We present dependency logos as a new way of visualizing dependency structures in aligned sequences. In contrast to traditional sequence logos (Schneider and Stephens 1990), dependency logos make dependencies between sequence positions visually perceptible. In contrast to previous approaches, dependency logos are model-free and only require a set of aligned sequences, e.g. predicted binding sites, and, optionally, associated weights as input.
#> Warning in par(bak): argument 1 does not name a graphical parameter
The DepLogo R-package extends the original dependency logos (Keilwagen and Grau 2015) in several aspects including
The source code of the DepLogo R-package is available from https://github.com/Jstacs/DepLogo.
The general, conceptual idea of dependency logos is to show dependencies in (aligned) sequences by position-wise partitioning of input sequences.
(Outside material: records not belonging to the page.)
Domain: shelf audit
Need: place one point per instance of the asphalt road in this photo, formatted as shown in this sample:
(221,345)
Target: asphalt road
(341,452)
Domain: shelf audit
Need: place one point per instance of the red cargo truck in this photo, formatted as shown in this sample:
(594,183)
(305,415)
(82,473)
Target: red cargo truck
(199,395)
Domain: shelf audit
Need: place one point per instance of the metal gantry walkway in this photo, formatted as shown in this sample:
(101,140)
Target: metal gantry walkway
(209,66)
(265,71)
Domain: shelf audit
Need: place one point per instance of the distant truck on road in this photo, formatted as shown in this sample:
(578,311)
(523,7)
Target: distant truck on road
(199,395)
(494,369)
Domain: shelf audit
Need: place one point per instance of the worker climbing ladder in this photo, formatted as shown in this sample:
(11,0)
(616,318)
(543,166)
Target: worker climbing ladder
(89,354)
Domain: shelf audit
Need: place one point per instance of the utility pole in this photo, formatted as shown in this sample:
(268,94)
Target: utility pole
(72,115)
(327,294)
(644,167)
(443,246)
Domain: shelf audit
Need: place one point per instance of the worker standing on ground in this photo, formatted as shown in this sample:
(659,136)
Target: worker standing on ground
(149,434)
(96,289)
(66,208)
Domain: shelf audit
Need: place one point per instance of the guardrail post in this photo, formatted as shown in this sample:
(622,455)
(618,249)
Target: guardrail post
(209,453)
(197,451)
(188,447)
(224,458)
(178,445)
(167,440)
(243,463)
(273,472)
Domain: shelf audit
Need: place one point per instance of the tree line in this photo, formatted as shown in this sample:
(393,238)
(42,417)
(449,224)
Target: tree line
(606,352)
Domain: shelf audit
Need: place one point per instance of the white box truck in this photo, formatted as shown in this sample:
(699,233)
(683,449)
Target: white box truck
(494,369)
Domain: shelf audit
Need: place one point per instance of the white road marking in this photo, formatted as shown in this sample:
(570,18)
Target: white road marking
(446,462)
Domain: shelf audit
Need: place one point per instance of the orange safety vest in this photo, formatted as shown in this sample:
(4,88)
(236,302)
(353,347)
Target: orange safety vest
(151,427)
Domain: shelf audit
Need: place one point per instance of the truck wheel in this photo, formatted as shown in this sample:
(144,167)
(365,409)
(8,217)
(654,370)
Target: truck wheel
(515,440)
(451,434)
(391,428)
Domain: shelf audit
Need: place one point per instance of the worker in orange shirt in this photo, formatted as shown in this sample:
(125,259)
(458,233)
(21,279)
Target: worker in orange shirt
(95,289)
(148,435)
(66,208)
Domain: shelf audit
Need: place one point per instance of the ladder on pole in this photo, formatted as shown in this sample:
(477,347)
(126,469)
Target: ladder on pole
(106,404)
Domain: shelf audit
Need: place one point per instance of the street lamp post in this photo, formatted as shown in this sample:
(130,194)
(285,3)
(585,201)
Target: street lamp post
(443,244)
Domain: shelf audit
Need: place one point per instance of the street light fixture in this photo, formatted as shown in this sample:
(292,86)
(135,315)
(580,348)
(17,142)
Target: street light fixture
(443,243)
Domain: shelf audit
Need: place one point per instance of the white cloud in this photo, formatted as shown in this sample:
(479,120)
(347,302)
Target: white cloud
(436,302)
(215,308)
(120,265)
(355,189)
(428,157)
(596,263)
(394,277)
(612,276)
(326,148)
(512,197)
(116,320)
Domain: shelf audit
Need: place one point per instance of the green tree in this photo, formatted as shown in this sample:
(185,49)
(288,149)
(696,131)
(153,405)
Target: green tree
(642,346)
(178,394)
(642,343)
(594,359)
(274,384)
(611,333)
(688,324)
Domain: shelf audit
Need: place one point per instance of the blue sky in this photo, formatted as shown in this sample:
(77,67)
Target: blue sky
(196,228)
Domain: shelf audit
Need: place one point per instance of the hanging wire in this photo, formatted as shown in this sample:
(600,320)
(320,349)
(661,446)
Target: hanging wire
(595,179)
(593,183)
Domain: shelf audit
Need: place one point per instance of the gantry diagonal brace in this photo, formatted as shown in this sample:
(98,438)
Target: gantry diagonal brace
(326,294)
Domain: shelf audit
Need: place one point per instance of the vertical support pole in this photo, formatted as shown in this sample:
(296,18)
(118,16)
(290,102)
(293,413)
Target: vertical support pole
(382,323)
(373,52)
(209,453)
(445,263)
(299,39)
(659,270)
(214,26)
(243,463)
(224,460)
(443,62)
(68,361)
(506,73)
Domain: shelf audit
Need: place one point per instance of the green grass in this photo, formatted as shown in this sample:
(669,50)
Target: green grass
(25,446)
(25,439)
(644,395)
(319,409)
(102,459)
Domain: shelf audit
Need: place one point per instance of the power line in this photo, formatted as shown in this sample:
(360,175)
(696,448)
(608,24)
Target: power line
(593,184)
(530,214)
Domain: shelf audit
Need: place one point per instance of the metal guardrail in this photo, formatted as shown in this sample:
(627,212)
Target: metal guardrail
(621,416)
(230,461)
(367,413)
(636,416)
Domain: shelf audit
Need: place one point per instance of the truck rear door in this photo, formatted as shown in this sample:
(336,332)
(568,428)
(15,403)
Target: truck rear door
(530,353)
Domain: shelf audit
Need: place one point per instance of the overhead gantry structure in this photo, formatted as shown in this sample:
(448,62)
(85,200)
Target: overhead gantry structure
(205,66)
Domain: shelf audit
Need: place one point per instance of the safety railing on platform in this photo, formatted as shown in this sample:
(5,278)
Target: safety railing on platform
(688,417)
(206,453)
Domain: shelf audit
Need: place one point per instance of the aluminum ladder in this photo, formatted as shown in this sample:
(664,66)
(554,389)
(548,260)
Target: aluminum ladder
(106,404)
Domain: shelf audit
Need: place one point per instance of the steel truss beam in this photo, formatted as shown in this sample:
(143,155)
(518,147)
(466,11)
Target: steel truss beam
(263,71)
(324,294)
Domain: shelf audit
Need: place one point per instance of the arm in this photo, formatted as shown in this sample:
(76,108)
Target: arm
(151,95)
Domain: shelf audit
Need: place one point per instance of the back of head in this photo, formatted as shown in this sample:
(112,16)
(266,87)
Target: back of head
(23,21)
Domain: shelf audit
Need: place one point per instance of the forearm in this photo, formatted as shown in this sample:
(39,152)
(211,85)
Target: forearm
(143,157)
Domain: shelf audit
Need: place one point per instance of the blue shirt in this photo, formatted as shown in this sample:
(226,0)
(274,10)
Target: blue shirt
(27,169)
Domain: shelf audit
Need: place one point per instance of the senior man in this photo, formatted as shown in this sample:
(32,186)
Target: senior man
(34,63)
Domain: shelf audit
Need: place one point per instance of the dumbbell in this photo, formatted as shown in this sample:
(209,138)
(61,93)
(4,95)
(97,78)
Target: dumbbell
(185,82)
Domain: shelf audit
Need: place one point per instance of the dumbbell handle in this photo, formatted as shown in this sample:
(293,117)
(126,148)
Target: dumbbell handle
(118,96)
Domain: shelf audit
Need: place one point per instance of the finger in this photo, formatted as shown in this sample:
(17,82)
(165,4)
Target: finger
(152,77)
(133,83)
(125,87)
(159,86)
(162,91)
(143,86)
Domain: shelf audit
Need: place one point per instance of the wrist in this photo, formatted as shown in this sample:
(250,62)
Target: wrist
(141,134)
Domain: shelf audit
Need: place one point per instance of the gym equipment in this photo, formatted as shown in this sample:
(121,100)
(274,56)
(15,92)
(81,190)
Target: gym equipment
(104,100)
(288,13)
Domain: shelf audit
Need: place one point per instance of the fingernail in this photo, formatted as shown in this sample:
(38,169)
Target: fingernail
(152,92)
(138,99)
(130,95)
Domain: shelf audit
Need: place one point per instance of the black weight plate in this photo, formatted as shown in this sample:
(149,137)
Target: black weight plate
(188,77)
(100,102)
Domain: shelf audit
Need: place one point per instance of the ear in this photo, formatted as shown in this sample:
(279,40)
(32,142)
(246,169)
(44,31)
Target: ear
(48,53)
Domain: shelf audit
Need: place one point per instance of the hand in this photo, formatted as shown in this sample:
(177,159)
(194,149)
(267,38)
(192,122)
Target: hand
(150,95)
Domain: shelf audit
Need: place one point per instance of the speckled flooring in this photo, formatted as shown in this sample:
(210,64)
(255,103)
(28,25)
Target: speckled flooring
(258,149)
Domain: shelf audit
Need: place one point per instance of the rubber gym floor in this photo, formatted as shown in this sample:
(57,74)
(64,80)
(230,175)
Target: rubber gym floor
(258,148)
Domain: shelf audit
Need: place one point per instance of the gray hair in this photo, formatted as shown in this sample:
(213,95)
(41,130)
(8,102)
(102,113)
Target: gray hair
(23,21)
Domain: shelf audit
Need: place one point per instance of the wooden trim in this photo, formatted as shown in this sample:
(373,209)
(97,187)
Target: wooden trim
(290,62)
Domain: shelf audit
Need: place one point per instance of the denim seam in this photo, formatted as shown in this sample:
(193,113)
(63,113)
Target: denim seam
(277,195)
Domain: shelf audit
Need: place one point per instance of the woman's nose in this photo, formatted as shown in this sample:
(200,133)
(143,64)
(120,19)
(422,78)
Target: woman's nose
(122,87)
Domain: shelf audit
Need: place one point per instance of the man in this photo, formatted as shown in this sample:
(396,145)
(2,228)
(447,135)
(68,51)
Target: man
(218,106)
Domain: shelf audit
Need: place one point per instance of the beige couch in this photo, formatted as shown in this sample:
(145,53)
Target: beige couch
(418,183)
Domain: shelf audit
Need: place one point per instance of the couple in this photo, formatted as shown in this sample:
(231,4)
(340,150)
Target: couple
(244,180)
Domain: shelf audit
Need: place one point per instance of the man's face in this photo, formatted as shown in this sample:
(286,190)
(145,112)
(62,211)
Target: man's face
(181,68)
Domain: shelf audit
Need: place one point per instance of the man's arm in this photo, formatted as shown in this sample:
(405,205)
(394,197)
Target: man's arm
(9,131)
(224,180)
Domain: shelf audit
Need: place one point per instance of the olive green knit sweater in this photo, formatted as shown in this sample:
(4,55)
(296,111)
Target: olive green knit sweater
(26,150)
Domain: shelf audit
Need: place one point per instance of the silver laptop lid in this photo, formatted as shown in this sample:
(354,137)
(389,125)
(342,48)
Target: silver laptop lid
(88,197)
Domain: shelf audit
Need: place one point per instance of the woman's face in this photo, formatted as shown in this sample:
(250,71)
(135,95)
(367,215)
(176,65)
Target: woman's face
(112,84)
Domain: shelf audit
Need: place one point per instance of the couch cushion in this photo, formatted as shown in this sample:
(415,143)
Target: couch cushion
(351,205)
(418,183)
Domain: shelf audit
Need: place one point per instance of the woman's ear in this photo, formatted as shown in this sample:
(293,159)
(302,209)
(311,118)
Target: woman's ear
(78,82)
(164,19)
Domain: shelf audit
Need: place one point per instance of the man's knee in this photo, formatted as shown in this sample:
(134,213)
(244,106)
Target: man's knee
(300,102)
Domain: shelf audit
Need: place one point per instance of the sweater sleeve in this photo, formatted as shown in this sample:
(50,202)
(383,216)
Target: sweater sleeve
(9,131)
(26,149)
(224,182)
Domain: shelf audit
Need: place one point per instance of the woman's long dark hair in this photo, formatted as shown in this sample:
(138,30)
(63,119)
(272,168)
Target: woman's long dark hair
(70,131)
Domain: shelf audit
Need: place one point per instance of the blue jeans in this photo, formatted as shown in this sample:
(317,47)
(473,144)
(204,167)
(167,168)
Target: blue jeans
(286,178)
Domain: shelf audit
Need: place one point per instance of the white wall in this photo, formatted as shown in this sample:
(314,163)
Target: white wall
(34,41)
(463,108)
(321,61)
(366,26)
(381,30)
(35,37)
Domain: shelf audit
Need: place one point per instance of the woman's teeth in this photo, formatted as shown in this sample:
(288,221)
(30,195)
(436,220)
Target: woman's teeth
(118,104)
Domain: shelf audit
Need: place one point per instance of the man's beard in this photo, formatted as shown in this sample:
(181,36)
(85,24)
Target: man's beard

Each of the resulting partitions is then visualized separately. In case of inter-dependent positions, the symbols occurring at one position should be related to those symbols occurring at mutually dependent positions. Hence, a partitioning by symbols at the first position should also lead to a (partial) separation of symbols at those positions depending on the first position. Partitioning and subsequent visualization will make such dependencies perceptible. Each resulting partition may be sub-divided into further sub-groups recursively.
Above, we show a dependency logo with annotations explaining the different parts. At the top of the plot, we find an axis with arcs connecting dependent positions. In this case, positions 12, 13, and 14 show a similar level of pairwise dependencies, whereas the other positions show no dependencies. In general, the levels of dependencies might be more gradual, from no dependencies to strong dependencies.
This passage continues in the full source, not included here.